Slow Moving Innovation
As word of the invention of the internal combustion engine first spread in 1870, owners and workers in the booming buggy-whip industry probably took scant notice. Maybe some prescient buggy-whip entrepreneurs saw the early writing on the wall — that this new invention would one day put them out of business. But most didn’t. Why would they? Mass production of the automobile — the coup de grace of the horse-drawn-carriage accessory industry — didn’t happen for another 40 years, when Henry Ford mass-produced the Model T on his newly invented assembly lines in 1913.
What’s the lesson learned? Innovation takes a long time — longer than most businesses realize or even want to admit. Richard Luecke, the author of several books from the Harvard Business Essentials series, defines innovation as “the embodiment, combination or synthesis of knowledge in original, relevant, valued new products, processes or services.” Within this “synthesis of knowledge” is a twisting vortex of new ideas that have to be extracted, implemented, and exploited in order to become real innovations. In other words, identifying new ideas is only the first step in a long process. Bringing them to market and then dominating that market is an entirely different matter.
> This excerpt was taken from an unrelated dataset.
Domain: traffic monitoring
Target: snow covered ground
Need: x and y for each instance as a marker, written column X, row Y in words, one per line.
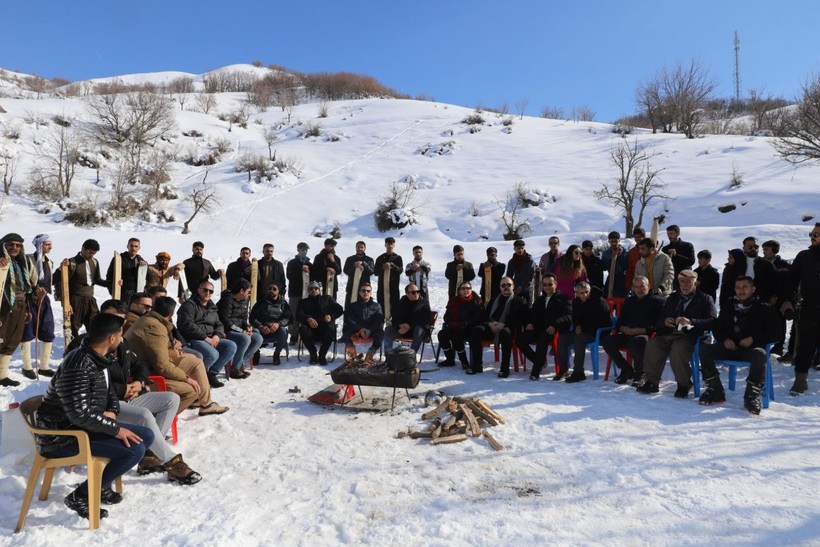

Certainly, time scales are different for different industries, and there may be evidence of innovation happening in faster time cycles because of rapidly improved technologies. But innovation isn’t only about new technology. In fact, it’s mainly about culture. Humans are by nature habitual animals, and it takes a lot to move us off of our habits. Technology may be advancing quickly, but that doesn’t mean humans have the interest or the aptitude to adopt it right away.